Although Columbia won't be rolling in the dough after this one --- it reported receiving a lot less than expected --- it will be relieved of a business that has been a headache for years.

"To me the financial implications are secondary to the fact that Columbia is now finally done with it and Enron now has a deeper market presence in a market where they weren't dominant before" --- the Mid-Atlantic, said Curt Launer, veteran energy analyst for Donaldon Lufkin & Jenrette. Launer wouldn't delve into the finances of the deal other than to note that it was a "very small transaction."

Although the purchase price was not disclosed, Columbia already has said it received significantly less for the operations than expected. It originally counted the sale as break-even but bids for the division came in lower than anticipated. As a result, it revised third quarter 1999 results related to discontinued operations as a loss on the disposal of the assets of $13 million, or 16 cents per share. Its revised total third quarter earnings show a $22.7 million net loss ($0.28/share). It previously had reported only a $9.7 million net loss ($0.12/share).

But the divestiture apparently was well worth the struggle. The operations showed a $25 million loss for the first nine months of the year. It's fair to say Columbia has struggled in the wholesale arena. Its wholesale and retail operations combined reported a $59 million operating loss for 1998 and an operating loss of $13.2 million in 1997 due to costs of investment in marketing infrastructure and customer acquisitions and partly because of trading mishaps.

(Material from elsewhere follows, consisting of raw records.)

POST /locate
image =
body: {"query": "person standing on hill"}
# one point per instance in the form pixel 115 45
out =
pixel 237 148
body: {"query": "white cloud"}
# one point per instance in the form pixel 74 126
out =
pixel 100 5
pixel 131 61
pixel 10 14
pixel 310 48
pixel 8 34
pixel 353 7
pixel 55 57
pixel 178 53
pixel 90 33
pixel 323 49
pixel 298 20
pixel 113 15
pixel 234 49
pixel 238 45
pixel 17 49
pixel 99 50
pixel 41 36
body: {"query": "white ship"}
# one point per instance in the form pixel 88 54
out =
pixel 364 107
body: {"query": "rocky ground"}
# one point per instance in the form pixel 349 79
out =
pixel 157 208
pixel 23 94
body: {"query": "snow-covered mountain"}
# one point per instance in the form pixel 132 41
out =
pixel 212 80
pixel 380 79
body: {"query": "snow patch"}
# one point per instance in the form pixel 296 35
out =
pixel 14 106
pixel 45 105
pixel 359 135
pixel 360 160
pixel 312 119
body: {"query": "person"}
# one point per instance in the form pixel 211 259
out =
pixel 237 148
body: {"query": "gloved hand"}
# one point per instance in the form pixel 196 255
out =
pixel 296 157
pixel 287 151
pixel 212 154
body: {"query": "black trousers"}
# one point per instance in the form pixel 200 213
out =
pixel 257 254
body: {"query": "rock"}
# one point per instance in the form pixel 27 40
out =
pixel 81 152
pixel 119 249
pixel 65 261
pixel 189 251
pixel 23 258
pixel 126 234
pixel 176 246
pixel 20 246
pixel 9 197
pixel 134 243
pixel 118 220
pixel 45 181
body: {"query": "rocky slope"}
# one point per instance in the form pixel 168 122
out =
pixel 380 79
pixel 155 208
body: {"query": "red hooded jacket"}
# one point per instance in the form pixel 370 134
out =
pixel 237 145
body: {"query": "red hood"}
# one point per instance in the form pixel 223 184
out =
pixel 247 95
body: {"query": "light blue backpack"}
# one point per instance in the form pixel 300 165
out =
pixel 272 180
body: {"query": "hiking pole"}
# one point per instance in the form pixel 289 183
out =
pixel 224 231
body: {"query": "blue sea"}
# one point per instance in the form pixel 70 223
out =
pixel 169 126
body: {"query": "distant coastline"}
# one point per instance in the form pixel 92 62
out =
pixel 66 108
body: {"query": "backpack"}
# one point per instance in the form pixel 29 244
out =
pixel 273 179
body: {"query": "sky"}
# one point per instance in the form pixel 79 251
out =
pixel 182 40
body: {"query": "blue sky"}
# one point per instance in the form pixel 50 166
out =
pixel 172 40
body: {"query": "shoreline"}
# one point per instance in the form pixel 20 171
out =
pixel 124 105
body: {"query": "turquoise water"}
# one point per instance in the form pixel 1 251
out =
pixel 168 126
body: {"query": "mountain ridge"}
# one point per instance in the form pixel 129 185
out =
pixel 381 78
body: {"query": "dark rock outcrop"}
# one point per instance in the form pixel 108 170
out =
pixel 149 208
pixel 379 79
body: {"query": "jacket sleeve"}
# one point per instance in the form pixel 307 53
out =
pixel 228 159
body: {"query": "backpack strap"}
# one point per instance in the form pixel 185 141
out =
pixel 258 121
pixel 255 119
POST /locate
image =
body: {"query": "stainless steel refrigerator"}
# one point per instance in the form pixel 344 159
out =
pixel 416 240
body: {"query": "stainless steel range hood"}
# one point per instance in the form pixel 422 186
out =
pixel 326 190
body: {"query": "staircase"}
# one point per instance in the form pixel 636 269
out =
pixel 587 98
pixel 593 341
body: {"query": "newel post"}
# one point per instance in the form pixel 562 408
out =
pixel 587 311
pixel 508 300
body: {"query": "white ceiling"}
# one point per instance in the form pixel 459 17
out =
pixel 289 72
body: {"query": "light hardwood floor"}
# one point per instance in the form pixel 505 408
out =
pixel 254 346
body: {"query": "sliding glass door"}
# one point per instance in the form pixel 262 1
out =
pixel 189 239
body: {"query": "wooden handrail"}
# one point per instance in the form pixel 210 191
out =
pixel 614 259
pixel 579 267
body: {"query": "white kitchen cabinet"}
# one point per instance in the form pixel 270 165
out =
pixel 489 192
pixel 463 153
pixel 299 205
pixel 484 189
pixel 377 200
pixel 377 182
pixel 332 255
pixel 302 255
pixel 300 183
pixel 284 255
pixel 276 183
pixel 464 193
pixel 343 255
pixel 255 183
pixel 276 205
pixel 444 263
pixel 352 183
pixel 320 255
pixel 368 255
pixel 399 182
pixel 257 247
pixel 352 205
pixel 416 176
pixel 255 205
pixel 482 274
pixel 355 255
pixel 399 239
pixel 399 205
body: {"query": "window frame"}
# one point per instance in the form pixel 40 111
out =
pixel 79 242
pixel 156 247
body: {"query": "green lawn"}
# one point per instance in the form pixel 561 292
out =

During the fourth quarter of last year the company found that an individual trader misstated prices in its forward books resulting in a loss, which when combined with all other gas trading positions, caused a net loss of $6.5 million. The trader was fired, but the incident essentially got the snowball rolling toward this sale. A thorough review was undertaken in February, leading to changes in wholesale operating methods and personnel. Then in June Columbia brought in Brian Watt, who holds a doctorate of sciences degree from MIT, to straighten CES out.

"The decision to sell the CES wholesale and trading operations was announced in August 1999 as part of a move to focus its strategy upon retail energy marketing operations in areas where Columbia's existing geographic footprint provides a competitive advantage," Watt, president and CEO of CES, said yesterday. He noted Columbia's principal operations are in the East, in key states expected to provide the best development opportunities as deregulation of gas and electrical power markets proceeds. The sale to Enron is expected to be completed by year-end.